Ces mises en oeuvre a minima et ces discours convenus témoignent d'un fait majeur : la participation des usagers n'a rien d'une démarche nécessairement novatrice, susceptible de modifier automatiquement les pratiques et les institutions. Rien n'empêche qu'elle vienne confirmer les rituels en place. Voire qu'elle en rajoute une couche, comme on dit. Ce n'est pas là une anomalie, mais un fonctionnement effectif. On peut le regretter, mais cela est réel.
Est également réel ce qui de la sorte apparaît au grand jour : la participation se construit (comme une maison), s'invente (comme un poème), se rectifie (comme une pratique). Jamais définitivement acquise. Tout sauf évidente. Plus qu'une «vraie» ou une «fausse» participation (mesurées à quelle aune ?), il existe des modalités dissemblables et plus d'une fois opposées de participation, tant en termes techniques et institutionnels qu'éthiques et politiques. Comme l'évaluation, la participation n'est pas d'un seul tenant, d'une seule couleur, d'une seule portée.
Et c'est là que les tendances démocratiques représentent des options possibles. Tendances, orientations, enjeux démocratiques, plus que «démocratie» tout court, appellation grandiloquente qui cache trop souvent des défaillances concrètes. «Démocratie» ne nomme pas un état acquis, mais un idéal, une posture désirée et inachevable, aux antipodes des modalités a minima évoquées ci-dessus. Celles-ci, bien que butant sur des usagers rétifs aux dispositifs qu'on leur propose, des praticiens qui interrogent le bien-fondé de leurs actions, des cadres qui n'y investissent pas une passion débordante, arrivent quand même à fonctionner.

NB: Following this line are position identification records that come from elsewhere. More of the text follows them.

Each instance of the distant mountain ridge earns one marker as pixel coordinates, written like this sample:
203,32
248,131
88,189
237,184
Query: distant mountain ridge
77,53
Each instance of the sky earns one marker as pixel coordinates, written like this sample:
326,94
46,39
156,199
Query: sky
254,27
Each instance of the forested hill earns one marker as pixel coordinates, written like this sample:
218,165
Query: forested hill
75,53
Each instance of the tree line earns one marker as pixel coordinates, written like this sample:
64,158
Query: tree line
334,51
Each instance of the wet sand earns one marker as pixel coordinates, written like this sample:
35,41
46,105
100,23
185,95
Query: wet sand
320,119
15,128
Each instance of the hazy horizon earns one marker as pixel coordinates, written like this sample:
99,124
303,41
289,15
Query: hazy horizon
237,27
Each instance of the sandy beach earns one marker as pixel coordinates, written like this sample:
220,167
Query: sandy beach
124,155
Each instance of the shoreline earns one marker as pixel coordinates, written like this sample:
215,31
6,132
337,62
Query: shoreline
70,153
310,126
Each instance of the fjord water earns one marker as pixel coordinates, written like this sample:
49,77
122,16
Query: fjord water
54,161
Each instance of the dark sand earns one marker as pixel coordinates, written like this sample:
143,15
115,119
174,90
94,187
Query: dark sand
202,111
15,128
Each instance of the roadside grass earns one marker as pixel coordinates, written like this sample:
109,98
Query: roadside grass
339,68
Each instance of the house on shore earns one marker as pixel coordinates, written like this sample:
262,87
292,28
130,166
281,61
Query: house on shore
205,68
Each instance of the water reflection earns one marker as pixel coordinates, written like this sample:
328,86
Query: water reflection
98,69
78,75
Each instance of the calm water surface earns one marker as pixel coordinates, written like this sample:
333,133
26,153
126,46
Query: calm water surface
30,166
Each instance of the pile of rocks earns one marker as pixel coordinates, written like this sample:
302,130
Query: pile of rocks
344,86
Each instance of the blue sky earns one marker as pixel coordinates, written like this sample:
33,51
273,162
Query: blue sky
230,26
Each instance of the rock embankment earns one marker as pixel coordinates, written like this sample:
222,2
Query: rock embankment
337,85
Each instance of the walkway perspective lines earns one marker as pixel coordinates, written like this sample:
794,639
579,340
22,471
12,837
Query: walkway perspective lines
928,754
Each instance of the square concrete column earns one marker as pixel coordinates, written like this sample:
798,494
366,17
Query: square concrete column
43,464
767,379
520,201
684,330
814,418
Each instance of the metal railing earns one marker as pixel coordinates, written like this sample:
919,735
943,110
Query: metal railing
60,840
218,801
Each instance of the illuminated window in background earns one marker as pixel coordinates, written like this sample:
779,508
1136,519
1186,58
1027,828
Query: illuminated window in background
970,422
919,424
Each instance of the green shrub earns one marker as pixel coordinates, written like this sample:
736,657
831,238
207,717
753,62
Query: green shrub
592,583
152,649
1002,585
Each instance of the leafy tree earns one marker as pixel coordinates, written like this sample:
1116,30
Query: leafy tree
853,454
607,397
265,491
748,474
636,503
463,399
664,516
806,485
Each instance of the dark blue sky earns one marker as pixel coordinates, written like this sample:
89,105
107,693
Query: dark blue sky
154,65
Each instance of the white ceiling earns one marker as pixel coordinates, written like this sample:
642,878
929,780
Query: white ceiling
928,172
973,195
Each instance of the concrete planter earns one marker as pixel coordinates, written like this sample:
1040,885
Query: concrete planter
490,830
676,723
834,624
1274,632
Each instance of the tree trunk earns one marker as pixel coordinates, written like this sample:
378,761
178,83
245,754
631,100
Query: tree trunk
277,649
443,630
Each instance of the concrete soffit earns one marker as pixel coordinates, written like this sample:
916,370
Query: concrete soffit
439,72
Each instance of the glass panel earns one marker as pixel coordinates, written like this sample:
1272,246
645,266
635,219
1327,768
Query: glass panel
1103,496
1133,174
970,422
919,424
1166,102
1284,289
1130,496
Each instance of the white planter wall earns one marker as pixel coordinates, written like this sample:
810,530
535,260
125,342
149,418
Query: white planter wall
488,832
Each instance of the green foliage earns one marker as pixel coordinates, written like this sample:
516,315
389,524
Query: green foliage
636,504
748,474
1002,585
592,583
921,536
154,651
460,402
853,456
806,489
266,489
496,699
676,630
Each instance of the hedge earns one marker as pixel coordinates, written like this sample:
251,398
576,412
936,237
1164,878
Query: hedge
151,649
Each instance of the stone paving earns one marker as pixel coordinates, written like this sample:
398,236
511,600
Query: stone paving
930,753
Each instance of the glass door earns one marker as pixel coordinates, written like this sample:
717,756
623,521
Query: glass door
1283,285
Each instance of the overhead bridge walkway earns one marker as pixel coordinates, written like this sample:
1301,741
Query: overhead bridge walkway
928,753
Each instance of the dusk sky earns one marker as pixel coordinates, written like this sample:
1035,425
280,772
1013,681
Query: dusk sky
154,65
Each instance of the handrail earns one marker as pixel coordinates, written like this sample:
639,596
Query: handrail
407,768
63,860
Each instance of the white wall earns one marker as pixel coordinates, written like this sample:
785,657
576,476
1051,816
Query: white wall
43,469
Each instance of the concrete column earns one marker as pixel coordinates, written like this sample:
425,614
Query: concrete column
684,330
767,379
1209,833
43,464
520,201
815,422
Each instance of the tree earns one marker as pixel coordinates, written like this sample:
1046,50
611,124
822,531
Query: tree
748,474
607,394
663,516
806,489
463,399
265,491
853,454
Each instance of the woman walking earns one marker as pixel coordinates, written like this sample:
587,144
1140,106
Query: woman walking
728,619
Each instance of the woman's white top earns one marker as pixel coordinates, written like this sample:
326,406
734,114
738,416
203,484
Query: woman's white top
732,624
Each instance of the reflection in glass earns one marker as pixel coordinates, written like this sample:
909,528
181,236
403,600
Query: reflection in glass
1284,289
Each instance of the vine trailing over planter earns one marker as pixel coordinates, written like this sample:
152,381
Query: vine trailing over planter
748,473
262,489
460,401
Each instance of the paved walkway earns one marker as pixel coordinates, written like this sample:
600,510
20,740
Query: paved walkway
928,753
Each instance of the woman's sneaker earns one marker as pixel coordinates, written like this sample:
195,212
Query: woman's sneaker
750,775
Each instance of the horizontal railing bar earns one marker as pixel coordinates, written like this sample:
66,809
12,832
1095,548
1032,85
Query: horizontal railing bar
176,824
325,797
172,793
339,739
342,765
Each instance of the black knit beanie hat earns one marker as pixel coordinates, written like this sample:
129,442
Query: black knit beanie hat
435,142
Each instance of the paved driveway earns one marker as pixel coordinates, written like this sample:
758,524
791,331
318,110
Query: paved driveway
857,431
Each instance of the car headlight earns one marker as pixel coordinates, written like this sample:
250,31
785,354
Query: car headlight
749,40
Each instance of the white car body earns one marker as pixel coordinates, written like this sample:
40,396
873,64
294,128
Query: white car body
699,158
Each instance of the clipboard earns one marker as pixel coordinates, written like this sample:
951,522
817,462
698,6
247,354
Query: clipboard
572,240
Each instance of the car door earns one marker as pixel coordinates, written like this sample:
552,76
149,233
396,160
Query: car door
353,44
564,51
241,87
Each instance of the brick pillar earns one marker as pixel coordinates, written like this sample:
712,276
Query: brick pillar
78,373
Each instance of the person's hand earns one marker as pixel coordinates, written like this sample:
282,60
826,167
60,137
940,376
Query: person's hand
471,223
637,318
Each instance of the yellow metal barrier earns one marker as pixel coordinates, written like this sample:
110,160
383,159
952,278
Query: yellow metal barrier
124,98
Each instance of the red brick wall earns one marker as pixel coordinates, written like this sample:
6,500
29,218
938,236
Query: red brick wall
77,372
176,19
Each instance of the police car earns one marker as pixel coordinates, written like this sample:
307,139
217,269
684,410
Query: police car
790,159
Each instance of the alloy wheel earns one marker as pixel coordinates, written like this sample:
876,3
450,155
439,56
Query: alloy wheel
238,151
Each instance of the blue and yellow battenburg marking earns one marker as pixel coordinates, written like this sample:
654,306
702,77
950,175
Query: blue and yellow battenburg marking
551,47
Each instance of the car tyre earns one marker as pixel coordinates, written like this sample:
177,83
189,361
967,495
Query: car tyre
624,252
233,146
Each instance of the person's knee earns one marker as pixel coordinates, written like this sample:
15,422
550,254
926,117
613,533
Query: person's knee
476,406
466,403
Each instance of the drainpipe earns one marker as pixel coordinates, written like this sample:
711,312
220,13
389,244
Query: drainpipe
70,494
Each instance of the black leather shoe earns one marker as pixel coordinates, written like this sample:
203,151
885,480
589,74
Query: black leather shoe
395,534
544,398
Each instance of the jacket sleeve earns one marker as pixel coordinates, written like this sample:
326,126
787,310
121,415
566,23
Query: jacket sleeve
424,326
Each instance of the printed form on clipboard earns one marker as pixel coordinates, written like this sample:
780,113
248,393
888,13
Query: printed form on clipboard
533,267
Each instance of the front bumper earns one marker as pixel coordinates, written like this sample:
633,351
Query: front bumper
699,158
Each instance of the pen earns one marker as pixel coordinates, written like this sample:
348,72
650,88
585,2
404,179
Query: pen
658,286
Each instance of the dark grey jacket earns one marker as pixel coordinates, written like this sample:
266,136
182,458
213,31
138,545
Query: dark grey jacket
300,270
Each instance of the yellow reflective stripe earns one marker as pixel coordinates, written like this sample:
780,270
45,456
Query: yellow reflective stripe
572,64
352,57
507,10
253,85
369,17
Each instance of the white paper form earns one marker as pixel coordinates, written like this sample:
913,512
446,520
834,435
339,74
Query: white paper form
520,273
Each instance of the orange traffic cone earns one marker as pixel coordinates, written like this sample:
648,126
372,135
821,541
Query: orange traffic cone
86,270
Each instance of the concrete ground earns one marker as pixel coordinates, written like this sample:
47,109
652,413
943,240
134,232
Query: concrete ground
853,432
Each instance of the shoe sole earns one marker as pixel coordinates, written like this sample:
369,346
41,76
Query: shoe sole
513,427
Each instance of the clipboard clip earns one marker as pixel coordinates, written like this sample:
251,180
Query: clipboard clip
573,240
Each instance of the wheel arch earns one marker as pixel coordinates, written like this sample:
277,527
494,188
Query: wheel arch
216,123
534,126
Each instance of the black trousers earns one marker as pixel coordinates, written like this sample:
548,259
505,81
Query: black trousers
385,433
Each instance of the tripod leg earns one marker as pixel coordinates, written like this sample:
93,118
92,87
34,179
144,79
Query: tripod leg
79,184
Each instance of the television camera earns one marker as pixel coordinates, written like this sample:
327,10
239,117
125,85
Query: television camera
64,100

En revanche, quand la question de la participation s'articule aux orientations démocratiques, la complexité est de mise. Mettre l'usager au centre suppose de passer en revue l'ensemble des places de tous les intervenants - praticiens, directions, gestionnaires, décideurs administratifs et politiques - autant que leur manière de les occuper. Schématiquement : soit ces places et ces occupations sont tenues pour naturelles et normales (modalités a minima), soit on accepte leur relative mais effective mise à plat (tendances démocratiques). Cela impose des aménagements et raccommodements parfois difficiles, sinon douloureux. Condi-tion sine qua non pour des scénarios novateurs et opérationnels, que nombre d'institutions mettent déjà en oeuvre.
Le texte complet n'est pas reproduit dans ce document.